Yes: End of life care everywhere is everyone’s business
I am pleased to see that Dr Oliver writes in his article 'These included patients or loved ones discussing their own concerns and choices'. Because a lot of end-of-life guidance written by clinicians, seems to avoid describing patients expressing their clear choices - which I think should be more clearly worded as decisions or instructions - and instead typically mentions 'the patient's wishes and preferences'. The word 'wishes' is not appropriate when describing a decision: I can decide to take an umbrella with me in case it rains, and I can wish it doesn't rain'. And 'preferences' is better used in connection with things which are less clear than decisions: 'I never eat oranges, and I often have a preference for pears over apples'.
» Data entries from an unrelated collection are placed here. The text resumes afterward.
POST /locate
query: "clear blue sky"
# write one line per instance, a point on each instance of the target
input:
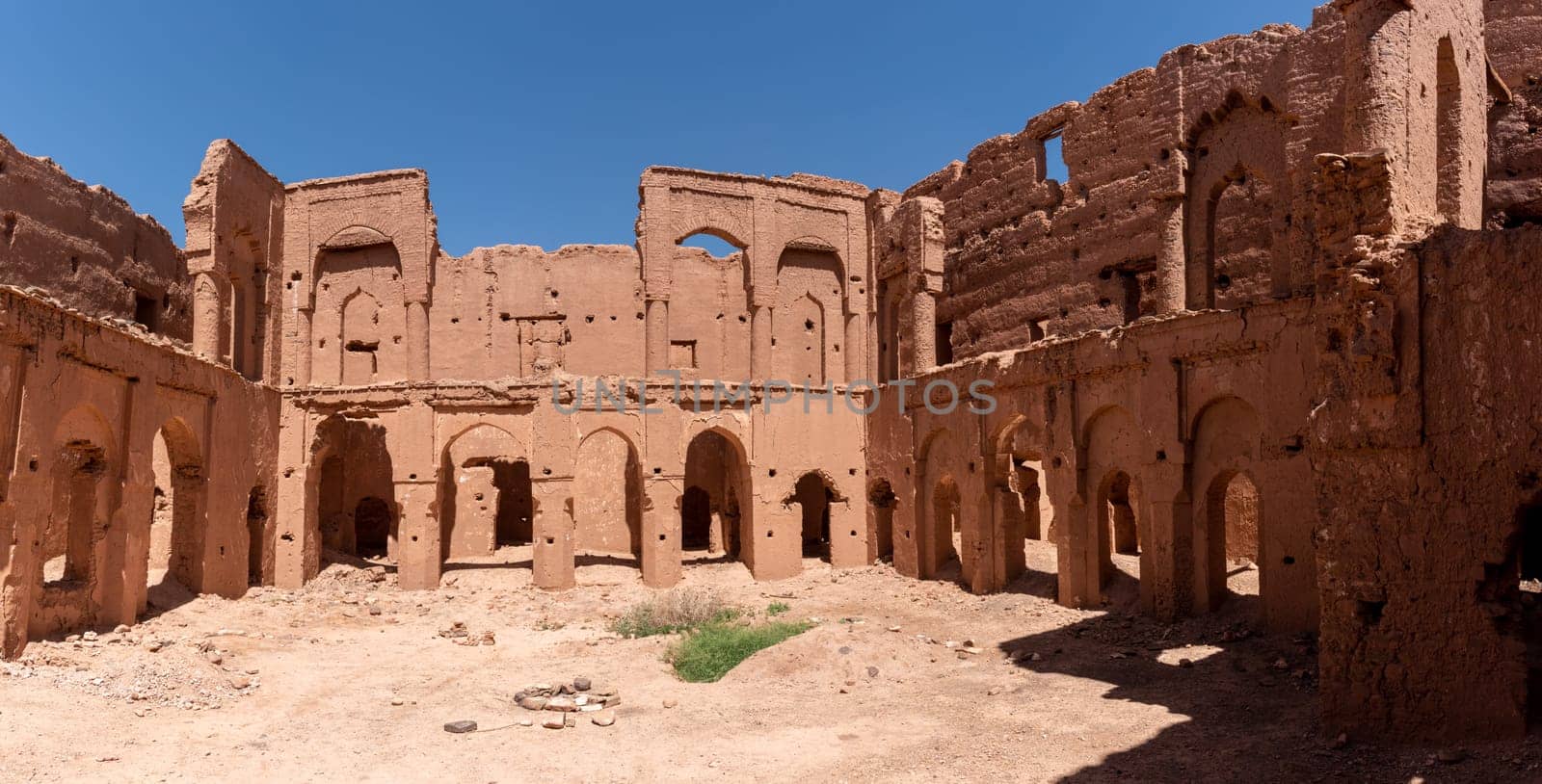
(536, 118)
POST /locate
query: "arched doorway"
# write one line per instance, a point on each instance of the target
(883, 503)
(947, 527)
(813, 495)
(374, 527)
(176, 536)
(352, 462)
(608, 496)
(486, 495)
(807, 326)
(716, 499)
(256, 535)
(81, 501)
(1233, 536)
(1118, 529)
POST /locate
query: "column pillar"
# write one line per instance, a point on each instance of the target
(655, 333)
(853, 349)
(416, 341)
(207, 316)
(418, 561)
(662, 532)
(924, 326)
(303, 349)
(776, 534)
(760, 342)
(554, 534)
(848, 530)
(1172, 261)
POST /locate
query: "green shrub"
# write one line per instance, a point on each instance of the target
(711, 650)
(676, 611)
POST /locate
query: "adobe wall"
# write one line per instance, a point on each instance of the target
(235, 241)
(1433, 629)
(1179, 405)
(1231, 122)
(421, 449)
(87, 247)
(517, 310)
(1515, 151)
(81, 406)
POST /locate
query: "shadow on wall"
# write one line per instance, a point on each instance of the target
(1238, 714)
(355, 503)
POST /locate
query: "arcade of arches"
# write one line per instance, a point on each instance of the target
(1262, 344)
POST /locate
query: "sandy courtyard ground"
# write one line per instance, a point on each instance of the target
(351, 680)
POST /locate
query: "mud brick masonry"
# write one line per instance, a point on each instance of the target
(1284, 307)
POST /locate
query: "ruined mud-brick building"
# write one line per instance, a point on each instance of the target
(1282, 308)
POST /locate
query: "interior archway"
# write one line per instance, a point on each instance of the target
(716, 499)
(176, 532)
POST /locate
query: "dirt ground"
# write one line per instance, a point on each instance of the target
(351, 678)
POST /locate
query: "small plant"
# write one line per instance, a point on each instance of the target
(709, 652)
(676, 611)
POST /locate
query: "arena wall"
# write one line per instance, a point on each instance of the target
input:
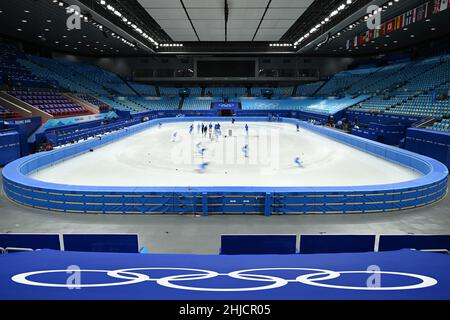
(429, 188)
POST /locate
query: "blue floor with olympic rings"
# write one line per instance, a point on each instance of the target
(49, 274)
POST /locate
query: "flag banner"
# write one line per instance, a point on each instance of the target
(436, 6)
(411, 16)
(383, 29)
(390, 26)
(398, 22)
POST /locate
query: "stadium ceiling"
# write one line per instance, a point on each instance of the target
(143, 27)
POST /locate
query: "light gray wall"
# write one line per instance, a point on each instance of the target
(128, 66)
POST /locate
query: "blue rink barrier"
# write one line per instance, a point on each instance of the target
(125, 243)
(418, 242)
(258, 244)
(429, 188)
(30, 241)
(336, 243)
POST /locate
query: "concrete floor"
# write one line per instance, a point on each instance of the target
(201, 235)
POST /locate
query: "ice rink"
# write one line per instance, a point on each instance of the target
(159, 157)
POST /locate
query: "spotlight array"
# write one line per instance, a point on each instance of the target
(280, 45)
(353, 25)
(171, 45)
(324, 21)
(128, 21)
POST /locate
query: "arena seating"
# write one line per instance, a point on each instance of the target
(278, 92)
(62, 136)
(343, 80)
(16, 75)
(413, 89)
(143, 89)
(201, 103)
(172, 91)
(314, 105)
(106, 82)
(50, 102)
(103, 107)
(123, 103)
(443, 125)
(154, 103)
(5, 113)
(226, 92)
(59, 72)
(308, 89)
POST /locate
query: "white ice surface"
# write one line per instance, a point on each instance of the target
(150, 158)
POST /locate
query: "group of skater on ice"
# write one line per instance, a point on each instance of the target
(207, 130)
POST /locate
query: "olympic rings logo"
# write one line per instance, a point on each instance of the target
(316, 277)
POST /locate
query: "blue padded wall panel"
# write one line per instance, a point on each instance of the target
(336, 243)
(397, 242)
(258, 244)
(123, 243)
(31, 241)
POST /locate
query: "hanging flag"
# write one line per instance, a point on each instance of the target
(427, 11)
(390, 26)
(398, 22)
(436, 6)
(413, 15)
(376, 33)
(382, 29)
(420, 12)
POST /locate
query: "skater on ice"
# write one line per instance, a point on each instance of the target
(202, 167)
(174, 136)
(298, 162)
(245, 150)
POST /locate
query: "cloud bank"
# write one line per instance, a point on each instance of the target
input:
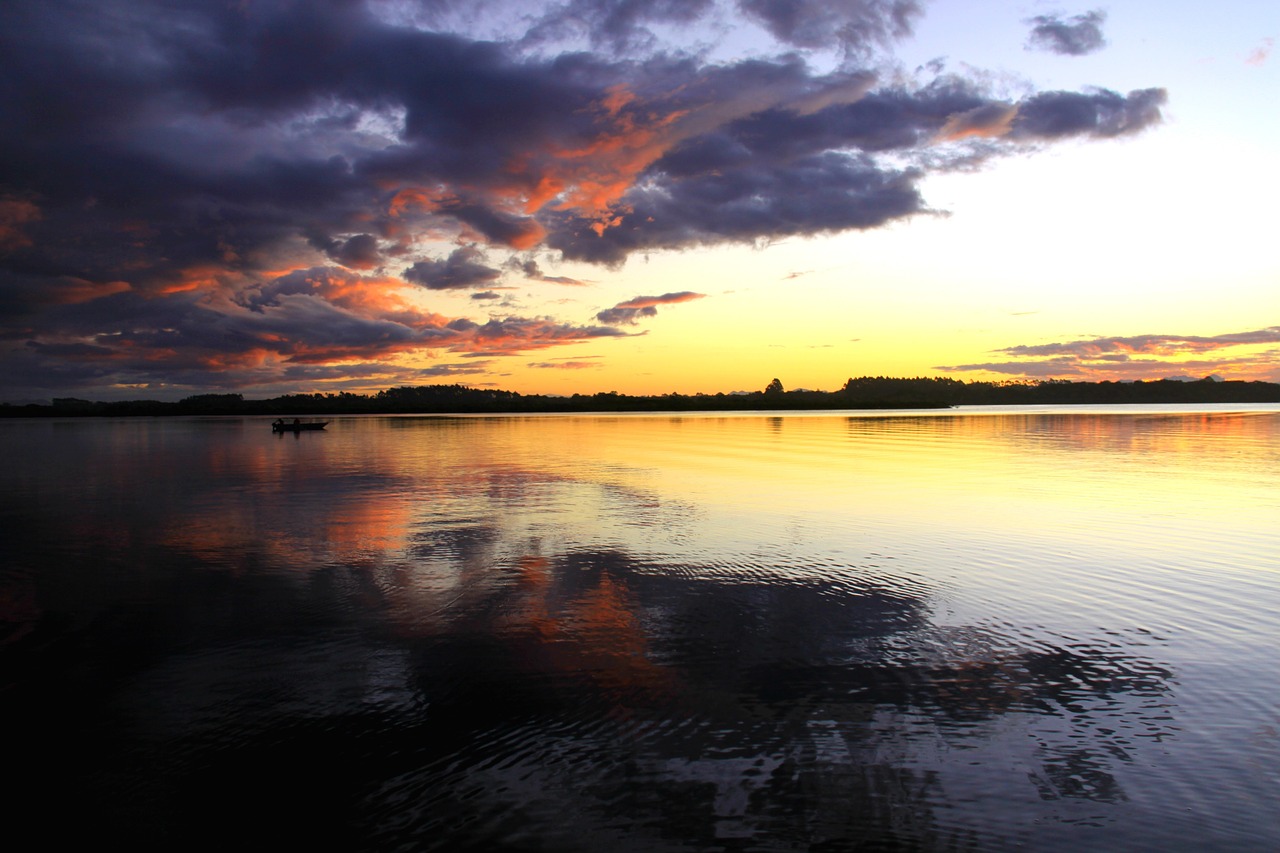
(1253, 355)
(209, 194)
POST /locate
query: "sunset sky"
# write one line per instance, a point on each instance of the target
(647, 196)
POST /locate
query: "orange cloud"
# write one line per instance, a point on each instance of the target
(988, 121)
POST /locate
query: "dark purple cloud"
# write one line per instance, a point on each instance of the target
(856, 26)
(174, 174)
(1139, 356)
(643, 306)
(462, 269)
(1074, 36)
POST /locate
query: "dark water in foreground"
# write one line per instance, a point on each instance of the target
(984, 629)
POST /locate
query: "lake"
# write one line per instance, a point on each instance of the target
(986, 628)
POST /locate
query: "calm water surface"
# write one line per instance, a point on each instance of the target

The thing that really bothers me about this, is the contemporary promotion of 'advance statements' from patients, instead of the promotion of the much more helpful Advance Decisions (I discuss this in ref 1). The point being that if the patient loses mental capacity, and there is a decision to be made, a clear decision previously expressed by the patient should be followed, but 'patient preferences' are merely things which a best-interests decision-maker would need to be considering: and best-interests decision-making is a fraught and complex process, best avoided if at all possible.
There might be something going on with the way people use words, which further clouds this issue. I recently asked on a Facebook page 'Are – and I'm not being sexist, nor am I trying to start a discussion of 'why this might be true, if it is true' – women, when describing their definite refusal of something, more likely than men to say 'I wish to' or 'I would prefer' instead of 'I've decided to' ?'.
Fundamentally (ref 2) you need to get the words right, or else you risk confusing informed consent with best-interests decision-making.